For most students in Haiti, access to technology is extremely limited. See how we are trying to change that.

Technology. As adults living in the United States, it’s often something we take for granted. We pop open a laptop at a coffee shop and the world is instantly at our fingertips. Having phones, computers and internet that works is our norm. So, it’s easy to forget that for many school-age students, digital equity remains a challenge. Yes, there is major work to be done in US schools – the layers of digital equity are still far from acceptable. But in some other areas of the world, the gap is even wider. The reality for most students in Haiti is technology is absent altogether. I was lucky enough to take part in a program to help mitigate this equity gap for some Haitian children.

Last month I accompanied Jamf’s CEO, Dean Hager, and a team of volunteers, to Grace Academy. The school within Grace Village sits roughly 16 miles north of Port-au-Prince, Haiti in the town of Titanyen. We were there to expand what we implemented over the summer.

During the August visit, I worked with colleagues to bring technology to Grace Village. Over the course of four days, we outfitted an empty concrete room with various Apple products, ultimately created an Innovation Center. Over the last four months, teachers and students have utilized the resources extensively. But while the iPads, MacBook Airs and Apple TVs allowed them to create an elevated learning experience, they needed more.
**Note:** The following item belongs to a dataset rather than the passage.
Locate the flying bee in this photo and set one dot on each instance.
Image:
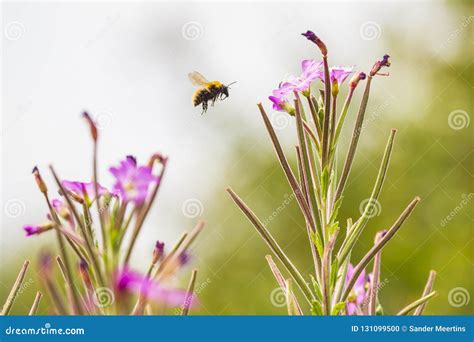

This trip, we delivered.

Through the use of a satellite, and a lot of determination, we successfully brought internet to Grace Village’s Innovation Center. While that may not seem overly important, the benefits it brings are monumental. Check out what this means in a handful of key areas:

Device Management: The Innovation Center’s Mac admins can now connect to Jamf Pro! This means device management for the center’s Apple devices, along with access to a variety of Jamf Pro educational materials.

APP Content Updates: Imagine trying to learn Spanish on Duolingo and getting stuck at a certain level. It’s frustrating! Now, the apps they use will routinely update so students can continuously progress with their learning.

Lesson Planning: What if we told local teachers they couldn’t use the internet to plan for their lessons? The quality of what they teach would drop significantly! Now, with internet access, the teachers at Grace Village can provide higher quality lessons to their students.

Apple Teacher: The Haitian teachers are new to Apple products. That’s why having access to Apple Teacher is essential as they become more proficient with their devices.

Internet Filtering: Protecting children from inappropriate content is essential in a school setting. Now using Securly, school leaders can proactively set up specific filtering parameters so students only see what they should.

So you see, gaining access to the internet is a big deal for Grace Village. But as a former educator, I couldn’t leave without having some quality interaction with the kids and teachers. So we played with technology.

The Sphero SPRK+ robotic balls were the highlight of the day. Kids of all ages and abilities, including a young man with learning disabilities, participated. While the younger kiddos drew shapes for the ball to follow, the older ones calculated specific routes with more advanced coding techniques. The joy that radiated from those children when the ball rolled was nothing short of moving. It was my highlight. Want to see the kids in action? Check out this short video.

I also had the opportunity to run workshops with the teachers. Though some of them couldn’t find their iPad’s home button when we started, by the end of the day, they were copying, pasting and creating their own unique “About Me” project in Keynote. I attribute this success directly to the simplicity of the iPad.

Currently, a student, along with the Innovation Center’s coordinator, are managing the devices with basic Jamf Pro tasks like: device name changes and user assignment; adding a custom wallpaper; updating the inventory command; and turning on Lost Mode if needed. Both men are continuing to learn about Jamf Pro by watching the Jamf 100 videos with French subtitles. They hope to one day take the Jamf certification course and fully manage all of the devices on their own.

In addition to the internet and education, we left Grace Village with 20 additional iPads, (all outfitted with Logitech Rugged Combo cases) two MacBook Pros and 13 Sphero SPRK+ robots – all of which I’m confident will see great use and continue to provide a pathway to a better future for the children at Grace Village. The 48 student iPads are stored in an Ergotron cart managed by the student tech helpers.

As next steps, in 2018 we’ll bring the students eSpark Learning as a way to provide personalized learning paths for English language and preK-third grade math skills. We also expect to deploy 1-to-1 iPads, beginning with the primary students. A fulltime Haitian instructional coach is about to start in the Innovation Center to provide professional development and mentoring to other teachers. Gradual and measured progress will be the theme; however, we’ll need luck to keep up with the kids.